"Encruzilhada" no Parque Lage

A Escola de Artes Visuais do Parque Lage inaugura a exposição “Encruzilhada”, com curadoria de Bernardo Mosqueira, primeiro convidado do programa Curador Visitante, que estabelece uma nova política de exposições na instituição. “Encruzilhada” reúne cerca de cem trabalhos de mais de 70 artistas brasileiros, de várias gerações, que ocupam o Palacete, as Cavalariças, a Capela, a Torre, a Gruta, a Lavanderia dos Escravos, as trilhas e a área verde do Parque. Durante o período de exposição, a mostra conta com uma programação de performances, ações, encontros e palestras aos sábados. A cada semana, Mosqueira altera a montagem, resultando em novas vivências do público. 

A mostra reúne, lado a lado, nomes consagrados como Anna Bella Geiger, Antonio Dias, Cildo Meireles, Rivane Neuenschwander e Waltercio Caldas; artistas que integram a Bienal de Veneza deste ano – André Komatsu, Berna Reale e Paulo Nazareth – e ainda estudantes da EAV Parque Lage: Carol Valansi, Maya Dikstein, Odarayá Mello e Tiago Malagodi, entre outros. Vários trabalhos foram feitos especialmente para a exposição, outros são históricos na arte contemporânea brasileira, como o vídeo “Telefone sem fio”, de 1976, com Anna Bella Geiger, Paulo Herkenhoff, Fernando Cocchiarale, Ana Vitoria Mussi e Leticia Parente. As obras foram selecionados pelo curador Bernardo Mosqueira, que investiga o conceito de “encruzilhada” e suas implicações, a partir de diversas abordagens. Ele convidou para assistente de curadoria Ulisses Carrilho, estudante da EAV Parque Lage.

 

CURADOR VISITANTE

O programa Curador Visitante consiste em convidar curadores residentes no Rio e atuantes no circuito da arte, para que acompanhem a produção dos alunos da EAV e realizem uma exposição mesclando seus trabalhos com o de artistas já reconhecidos. “Ao convidar agentes do sistema da arte – críticos, escritores e curadores – a fazerem curadorias experimentais nos espaços do Parque Lage, o programa Curador Visitante garante uma fluidez entre o período de aprendizado e a inserção profissional dos alunos, e ao mesmo tempo oferece a esses curadores a possibilidade de exercer um trabalho piloto, de caráter experimental, inserido em âmbito educativo”, diz Lisette Lagnado, diretora da EAV Parque Lage. 

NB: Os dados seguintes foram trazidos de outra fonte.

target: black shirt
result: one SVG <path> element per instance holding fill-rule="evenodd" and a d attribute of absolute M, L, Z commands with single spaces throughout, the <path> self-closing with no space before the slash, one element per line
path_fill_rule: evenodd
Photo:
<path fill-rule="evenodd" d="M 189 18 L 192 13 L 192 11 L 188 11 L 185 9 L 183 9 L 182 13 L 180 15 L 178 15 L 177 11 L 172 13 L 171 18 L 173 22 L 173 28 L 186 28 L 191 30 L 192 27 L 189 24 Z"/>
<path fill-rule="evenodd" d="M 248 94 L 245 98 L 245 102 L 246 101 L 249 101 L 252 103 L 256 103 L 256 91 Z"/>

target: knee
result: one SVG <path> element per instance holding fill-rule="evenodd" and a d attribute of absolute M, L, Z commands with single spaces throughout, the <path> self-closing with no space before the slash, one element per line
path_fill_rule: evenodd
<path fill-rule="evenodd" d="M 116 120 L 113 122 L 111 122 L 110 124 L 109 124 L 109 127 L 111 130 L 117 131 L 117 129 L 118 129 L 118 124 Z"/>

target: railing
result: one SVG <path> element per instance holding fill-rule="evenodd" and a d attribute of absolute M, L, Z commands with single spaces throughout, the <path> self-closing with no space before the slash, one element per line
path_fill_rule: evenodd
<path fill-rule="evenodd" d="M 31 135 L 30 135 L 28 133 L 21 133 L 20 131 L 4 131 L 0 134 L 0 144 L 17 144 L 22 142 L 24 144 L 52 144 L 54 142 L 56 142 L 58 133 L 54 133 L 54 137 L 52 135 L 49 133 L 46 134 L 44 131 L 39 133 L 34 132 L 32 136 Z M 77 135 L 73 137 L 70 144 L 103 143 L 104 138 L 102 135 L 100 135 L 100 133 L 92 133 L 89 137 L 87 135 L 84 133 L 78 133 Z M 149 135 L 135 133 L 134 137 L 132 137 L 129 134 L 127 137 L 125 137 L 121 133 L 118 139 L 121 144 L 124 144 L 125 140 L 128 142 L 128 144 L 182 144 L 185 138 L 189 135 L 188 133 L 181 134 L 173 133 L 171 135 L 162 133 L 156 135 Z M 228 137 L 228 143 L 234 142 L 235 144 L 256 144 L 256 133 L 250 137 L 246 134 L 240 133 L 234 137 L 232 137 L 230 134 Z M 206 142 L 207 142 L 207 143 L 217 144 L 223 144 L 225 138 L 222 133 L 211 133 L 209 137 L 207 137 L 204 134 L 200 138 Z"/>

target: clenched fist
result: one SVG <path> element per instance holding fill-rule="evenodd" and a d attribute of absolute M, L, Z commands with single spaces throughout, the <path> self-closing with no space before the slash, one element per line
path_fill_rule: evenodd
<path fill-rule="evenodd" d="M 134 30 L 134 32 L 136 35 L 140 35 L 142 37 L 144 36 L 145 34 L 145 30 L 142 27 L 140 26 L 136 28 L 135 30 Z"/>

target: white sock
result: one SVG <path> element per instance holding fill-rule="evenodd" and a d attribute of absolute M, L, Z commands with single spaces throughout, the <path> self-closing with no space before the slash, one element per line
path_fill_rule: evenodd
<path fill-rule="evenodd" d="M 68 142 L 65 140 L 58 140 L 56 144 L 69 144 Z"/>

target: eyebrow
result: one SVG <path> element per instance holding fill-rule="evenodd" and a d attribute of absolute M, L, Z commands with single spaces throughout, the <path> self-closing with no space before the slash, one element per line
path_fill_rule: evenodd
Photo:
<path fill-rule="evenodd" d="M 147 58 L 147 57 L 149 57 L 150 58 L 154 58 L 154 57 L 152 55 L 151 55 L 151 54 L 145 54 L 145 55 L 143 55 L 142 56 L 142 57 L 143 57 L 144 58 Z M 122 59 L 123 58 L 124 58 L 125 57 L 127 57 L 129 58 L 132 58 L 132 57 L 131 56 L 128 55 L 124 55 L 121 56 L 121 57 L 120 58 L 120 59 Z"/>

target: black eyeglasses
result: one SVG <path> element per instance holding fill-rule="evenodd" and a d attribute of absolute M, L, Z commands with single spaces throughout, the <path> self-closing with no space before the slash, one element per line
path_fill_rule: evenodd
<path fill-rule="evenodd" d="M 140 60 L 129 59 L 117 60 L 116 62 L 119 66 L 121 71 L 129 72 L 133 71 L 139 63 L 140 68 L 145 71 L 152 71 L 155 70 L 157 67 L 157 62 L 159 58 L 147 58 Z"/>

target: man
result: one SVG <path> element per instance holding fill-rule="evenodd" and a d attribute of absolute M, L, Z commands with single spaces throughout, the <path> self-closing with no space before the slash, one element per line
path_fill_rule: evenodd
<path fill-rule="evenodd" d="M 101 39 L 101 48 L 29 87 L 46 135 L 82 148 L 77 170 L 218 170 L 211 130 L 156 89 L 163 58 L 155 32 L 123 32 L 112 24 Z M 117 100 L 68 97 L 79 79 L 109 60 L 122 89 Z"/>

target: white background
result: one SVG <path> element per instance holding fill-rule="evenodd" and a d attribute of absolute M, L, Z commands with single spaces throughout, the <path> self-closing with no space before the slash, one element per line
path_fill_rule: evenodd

Mosqueira comenta que utilizou três métodos simultâneos de pesquisa sobre o significado de “encruzilhada”. “O primeiro, e mais habitual no sistema das artes, foi uma articulação do conhecimento acadêmico ocidental, entre Baruch Spinoza, Friedrich Nietzsche, Herbert Marcuse, Mario Perniola, Toni Negri, Milton Santos e Muniz Sodré. O segundo método surgiu da cosmologia de ancestralidade africana (ou de genealogia afro-brasileira) e comungou de uma série de consultas a Orunmilá, em especial de um jogo de búzios com a grande ialorixá Mãe Beata de Iemanjá e com o amoroso Bruno Balthazar”, explica. “O terceiro caminho foi uma espécie de dispositivo analítico de linguagem pelo qual, após procurar sinônimos e traduções da palavra ‘encruzilhada’, buscamos a diferença entre os termos para, então, a partir desses coeficientes, listar suas qualidades singulares. Desse modo, fomos capazes de entender que a encruzilhada é onde/quando os vetores espaciais cruzam os vetores temporais. Do ponto de vista da percepção, é quando nos surpreendemos com uma situação em que sentimos a necessidade de agir, mas não sabemos que escolha fazer. Ou seja, investimos na ação, num ícone da transformação e da possibilidade e, portanto, signo propício aos encontros, ao desejo e à comunicação. Porém, mais do que intencionar expor um estudo sobre a encruzilhada, esta curadoria tem como objetivo propor o exercício da encruzilhada. Dessa forma, serve à análise do momento político do país, mas serve também para pensar a crise ecológica mundial e as negociações do real nas relações amorosas, por exemplo. De maneira mais ampla, ela se compromete com a pedagogia da análise crítica e serve diretamente a um projeto educativo de caráter transdisciplinar e experimental como o da atual Escola de Artes Visuais do Parque Lage. Em nosso programa, mais do que um tema, a encruzilhada é cultuada e construída para provocar reflexões. Ela é simultaneamente o objeto da pesquisa, mas também o processo em si e um resultado que toma a forma de uma exposição, com programação, conteúdo e reverberação. Não desejamos produzir uma metáfora da encruzilhada: projetamos como efeito a própria encruzilhada”.